The American Show Racer is a great bird and its beautiful. They are not flown but are for shows only, like George stated. You dont have to show, but they are show birds.


----------



## vangimage

If you guys have birds post them I would love to see them. Loft set up to if you dont mind need more Ideas.


----------



## chayi

But do you loft fly them?


----------



## vangimage

What do you mean?


----------



## chayi

if you let them out on loft flying or on short tosses?


----------



## vangimage

From what I hear they are clumpsy flyers and will be picked by hawks. I have never let them out of the loft. I have a fly pen for them.


----------



## vangimage

Here are pix of my second clutch of saddle babies just about to leave the nest.

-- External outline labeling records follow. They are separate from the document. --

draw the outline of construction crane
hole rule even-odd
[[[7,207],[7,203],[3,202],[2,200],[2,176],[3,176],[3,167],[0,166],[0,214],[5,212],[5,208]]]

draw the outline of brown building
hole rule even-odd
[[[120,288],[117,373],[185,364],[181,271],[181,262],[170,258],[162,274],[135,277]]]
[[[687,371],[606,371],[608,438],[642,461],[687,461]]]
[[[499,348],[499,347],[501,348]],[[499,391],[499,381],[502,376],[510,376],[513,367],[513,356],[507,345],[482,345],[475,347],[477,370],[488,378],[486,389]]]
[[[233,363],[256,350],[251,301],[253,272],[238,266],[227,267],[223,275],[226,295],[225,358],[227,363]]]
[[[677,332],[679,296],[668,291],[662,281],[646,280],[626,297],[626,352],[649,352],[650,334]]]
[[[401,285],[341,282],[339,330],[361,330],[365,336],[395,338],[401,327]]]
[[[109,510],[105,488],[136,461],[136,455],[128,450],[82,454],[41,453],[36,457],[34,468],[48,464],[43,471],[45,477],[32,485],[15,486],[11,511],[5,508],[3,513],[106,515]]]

They are nest mates. 2nd round form the same pair and each time one opal and one black check. Not as well marked as the other opal. Little to no thumb


----------



## italianbird101

Verry nice looking saddles


----------



## vangimage

Thank You, these are nice birds.


----------



## birdmanmike8885

*aboutyour black saddles*



vangimage said:


> Here is a picture of the rest of may saddles, Blue bar, Red check, Black check, and Opal white bar, I may be getting rid of the black check and opal. Let me know if any one


yes what are u asking for them or they hens reach me at [email protected] (or 229-223-4028


----------



## vangimage

Sorry I got rid of them a few days after this posting. I will however be letting a couple go in about 2 months or so. Blue bar opal and black check.


----------



## birdmanmike8885

vangimage said:


> Here is a picture of the rest of may saddles, Blue bar, Red check, Black check, and Opal white bar, I may be getting rid of the black check and opal. Let me know if any one


could u send me a number to call u see what u want for your birds at (229)223-4028


----------



## italianbird101

Dont forget to visit SADDLEHOMERS USAhttp://www.saddlehomersusa.com

All info you need on Saddle Homers USA Club


----------



## Hawk_hunter

Hi vanimage! Those birds are gorgeous. Can you count me in as a next person in line? Thank you

Huy


----------